Based on these results the authors identified a “better efficacy” and a “poorer efficacy” subgroup. Patients in the better efficacy group had had a slower relapse after their first chemotherapy (more than 6 months before progression). They also had an activity score of 0 and any number of organs invaded, or an activity score of 1 and less than 2 other organs invaded. Patients in the better efficacy group who received FOLFIRI plus aflibercept had a 27% better chance of survival than patients who only received FOLFIRI. They also had slower disease progression (7.2 months compared to 4.8 months for patients who only received FOLFIRI). In the poorer efficacy subgroup no benefit was seen with aflibercept.

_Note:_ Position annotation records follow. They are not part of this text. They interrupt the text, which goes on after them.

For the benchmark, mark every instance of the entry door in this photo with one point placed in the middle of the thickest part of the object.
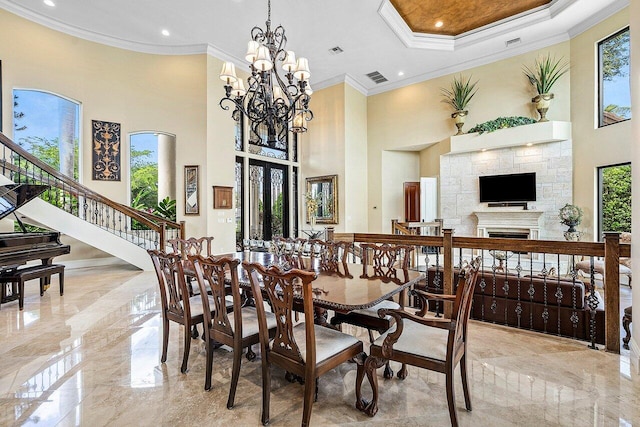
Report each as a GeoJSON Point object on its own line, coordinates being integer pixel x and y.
{"type": "Point", "coordinates": [268, 200]}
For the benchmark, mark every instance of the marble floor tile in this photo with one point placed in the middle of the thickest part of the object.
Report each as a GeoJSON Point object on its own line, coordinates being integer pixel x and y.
{"type": "Point", "coordinates": [92, 357]}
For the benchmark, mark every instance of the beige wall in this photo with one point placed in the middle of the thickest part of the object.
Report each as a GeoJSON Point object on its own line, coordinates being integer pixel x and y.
{"type": "Point", "coordinates": [218, 164]}
{"type": "Point", "coordinates": [413, 116]}
{"type": "Point", "coordinates": [355, 171]}
{"type": "Point", "coordinates": [177, 95]}
{"type": "Point", "coordinates": [323, 147]}
{"type": "Point", "coordinates": [593, 146]}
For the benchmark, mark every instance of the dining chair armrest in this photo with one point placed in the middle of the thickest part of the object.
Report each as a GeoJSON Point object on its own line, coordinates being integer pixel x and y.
{"type": "Point", "coordinates": [398, 315]}
{"type": "Point", "coordinates": [430, 295]}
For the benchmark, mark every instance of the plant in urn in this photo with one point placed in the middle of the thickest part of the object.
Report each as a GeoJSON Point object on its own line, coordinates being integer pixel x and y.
{"type": "Point", "coordinates": [570, 215]}
{"type": "Point", "coordinates": [458, 96]}
{"type": "Point", "coordinates": [543, 76]}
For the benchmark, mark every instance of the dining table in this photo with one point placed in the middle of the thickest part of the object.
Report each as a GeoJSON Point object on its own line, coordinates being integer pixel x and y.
{"type": "Point", "coordinates": [348, 288]}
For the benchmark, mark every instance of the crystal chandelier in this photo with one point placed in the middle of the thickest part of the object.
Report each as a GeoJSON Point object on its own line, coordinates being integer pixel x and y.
{"type": "Point", "coordinates": [273, 104]}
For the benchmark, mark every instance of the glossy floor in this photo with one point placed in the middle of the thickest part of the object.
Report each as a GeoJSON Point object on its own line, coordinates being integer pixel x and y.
{"type": "Point", "coordinates": [92, 358]}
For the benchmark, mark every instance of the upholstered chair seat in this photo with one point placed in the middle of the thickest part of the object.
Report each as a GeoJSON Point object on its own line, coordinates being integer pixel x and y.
{"type": "Point", "coordinates": [328, 341]}
{"type": "Point", "coordinates": [250, 322]}
{"type": "Point", "coordinates": [419, 340]}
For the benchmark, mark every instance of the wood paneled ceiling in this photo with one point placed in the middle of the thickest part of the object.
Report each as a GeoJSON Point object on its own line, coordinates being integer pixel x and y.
{"type": "Point", "coordinates": [459, 16]}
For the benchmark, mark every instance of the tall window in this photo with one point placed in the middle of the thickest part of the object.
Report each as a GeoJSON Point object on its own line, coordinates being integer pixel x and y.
{"type": "Point", "coordinates": [615, 90]}
{"type": "Point", "coordinates": [614, 183]}
{"type": "Point", "coordinates": [47, 126]}
{"type": "Point", "coordinates": [144, 170]}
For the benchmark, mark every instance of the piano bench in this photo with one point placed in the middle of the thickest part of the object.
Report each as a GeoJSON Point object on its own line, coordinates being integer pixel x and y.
{"type": "Point", "coordinates": [42, 272]}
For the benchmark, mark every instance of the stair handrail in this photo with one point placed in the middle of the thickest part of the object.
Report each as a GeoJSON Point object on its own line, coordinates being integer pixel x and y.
{"type": "Point", "coordinates": [156, 223]}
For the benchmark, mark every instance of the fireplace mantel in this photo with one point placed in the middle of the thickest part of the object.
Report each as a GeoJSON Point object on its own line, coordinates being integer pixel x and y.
{"type": "Point", "coordinates": [506, 220]}
{"type": "Point", "coordinates": [537, 133]}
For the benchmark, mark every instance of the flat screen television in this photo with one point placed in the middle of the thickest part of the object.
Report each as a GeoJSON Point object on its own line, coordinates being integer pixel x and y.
{"type": "Point", "coordinates": [517, 187]}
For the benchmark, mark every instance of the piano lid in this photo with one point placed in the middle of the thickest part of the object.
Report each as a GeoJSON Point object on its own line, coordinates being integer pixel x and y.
{"type": "Point", "coordinates": [13, 196]}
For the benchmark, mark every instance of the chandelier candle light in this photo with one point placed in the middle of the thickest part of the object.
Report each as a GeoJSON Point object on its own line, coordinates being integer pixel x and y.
{"type": "Point", "coordinates": [272, 104]}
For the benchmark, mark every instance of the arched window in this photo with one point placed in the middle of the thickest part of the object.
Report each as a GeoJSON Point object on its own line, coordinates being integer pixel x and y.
{"type": "Point", "coordinates": [48, 126]}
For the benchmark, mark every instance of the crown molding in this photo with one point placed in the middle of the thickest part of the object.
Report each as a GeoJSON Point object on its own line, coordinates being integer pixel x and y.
{"type": "Point", "coordinates": [342, 78]}
{"type": "Point", "coordinates": [476, 62]}
{"type": "Point", "coordinates": [450, 43]}
{"type": "Point", "coordinates": [596, 18]}
{"type": "Point", "coordinates": [96, 37]}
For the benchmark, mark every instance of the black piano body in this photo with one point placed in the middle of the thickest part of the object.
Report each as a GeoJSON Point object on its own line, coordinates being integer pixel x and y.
{"type": "Point", "coordinates": [17, 248]}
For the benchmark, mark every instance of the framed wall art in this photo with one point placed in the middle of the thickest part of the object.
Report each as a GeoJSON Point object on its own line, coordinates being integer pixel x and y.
{"type": "Point", "coordinates": [106, 151]}
{"type": "Point", "coordinates": [222, 197]}
{"type": "Point", "coordinates": [191, 190]}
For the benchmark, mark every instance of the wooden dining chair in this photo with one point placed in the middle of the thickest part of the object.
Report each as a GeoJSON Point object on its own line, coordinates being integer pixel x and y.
{"type": "Point", "coordinates": [389, 263]}
{"type": "Point", "coordinates": [302, 349]}
{"type": "Point", "coordinates": [176, 303]}
{"type": "Point", "coordinates": [239, 332]}
{"type": "Point", "coordinates": [191, 246]}
{"type": "Point", "coordinates": [436, 344]}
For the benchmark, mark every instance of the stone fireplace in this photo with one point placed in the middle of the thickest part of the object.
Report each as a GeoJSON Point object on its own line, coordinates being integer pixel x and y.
{"type": "Point", "coordinates": [505, 222]}
{"type": "Point", "coordinates": [543, 148]}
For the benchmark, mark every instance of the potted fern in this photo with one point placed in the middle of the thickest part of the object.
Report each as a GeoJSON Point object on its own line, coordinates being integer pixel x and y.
{"type": "Point", "coordinates": [458, 97]}
{"type": "Point", "coordinates": [544, 74]}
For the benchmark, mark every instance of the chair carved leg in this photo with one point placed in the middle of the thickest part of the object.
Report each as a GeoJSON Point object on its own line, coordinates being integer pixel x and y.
{"type": "Point", "coordinates": [165, 338]}
{"type": "Point", "coordinates": [187, 347]}
{"type": "Point", "coordinates": [266, 391]}
{"type": "Point", "coordinates": [370, 365]}
{"type": "Point", "coordinates": [251, 355]}
{"type": "Point", "coordinates": [309, 392]}
{"type": "Point", "coordinates": [209, 367]}
{"type": "Point", "coordinates": [359, 360]}
{"type": "Point", "coordinates": [451, 397]}
{"type": "Point", "coordinates": [626, 321]}
{"type": "Point", "coordinates": [465, 382]}
{"type": "Point", "coordinates": [388, 372]}
{"type": "Point", "coordinates": [235, 373]}
{"type": "Point", "coordinates": [403, 372]}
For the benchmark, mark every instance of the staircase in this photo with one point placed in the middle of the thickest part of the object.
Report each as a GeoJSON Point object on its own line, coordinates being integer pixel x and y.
{"type": "Point", "coordinates": [75, 210]}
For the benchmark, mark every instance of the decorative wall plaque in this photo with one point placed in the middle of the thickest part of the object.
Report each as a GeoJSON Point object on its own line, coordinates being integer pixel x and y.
{"type": "Point", "coordinates": [106, 151]}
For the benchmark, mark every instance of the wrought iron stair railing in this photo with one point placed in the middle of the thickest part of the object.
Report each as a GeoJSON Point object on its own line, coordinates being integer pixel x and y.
{"type": "Point", "coordinates": [135, 226]}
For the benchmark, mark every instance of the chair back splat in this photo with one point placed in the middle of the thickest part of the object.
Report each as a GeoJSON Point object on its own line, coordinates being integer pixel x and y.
{"type": "Point", "coordinates": [177, 305]}
{"type": "Point", "coordinates": [302, 349]}
{"type": "Point", "coordinates": [432, 343]}
{"type": "Point", "coordinates": [236, 328]}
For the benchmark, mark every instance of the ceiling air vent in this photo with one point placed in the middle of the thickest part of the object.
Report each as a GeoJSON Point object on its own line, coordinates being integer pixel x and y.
{"type": "Point", "coordinates": [377, 77]}
{"type": "Point", "coordinates": [512, 42]}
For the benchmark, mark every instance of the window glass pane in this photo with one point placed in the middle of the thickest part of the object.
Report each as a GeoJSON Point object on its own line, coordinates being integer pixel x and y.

The authors concluded that patients can be divided into better and poorer efficacy subgroups. Patients in the better efficacy subgroup may see enhanced benefits from the combination of aflibercept and FOLFIRI. They also suggest that this subgroup profile may help doctors determine which patients are likely to have survival benefits from the treatment. 

These results were based on records from a previous trial. Further research is needed to confirm the results. 

This research was funded by Sanofi and Regeneron Pharmaceuticals, the manufacturers of aflibercept.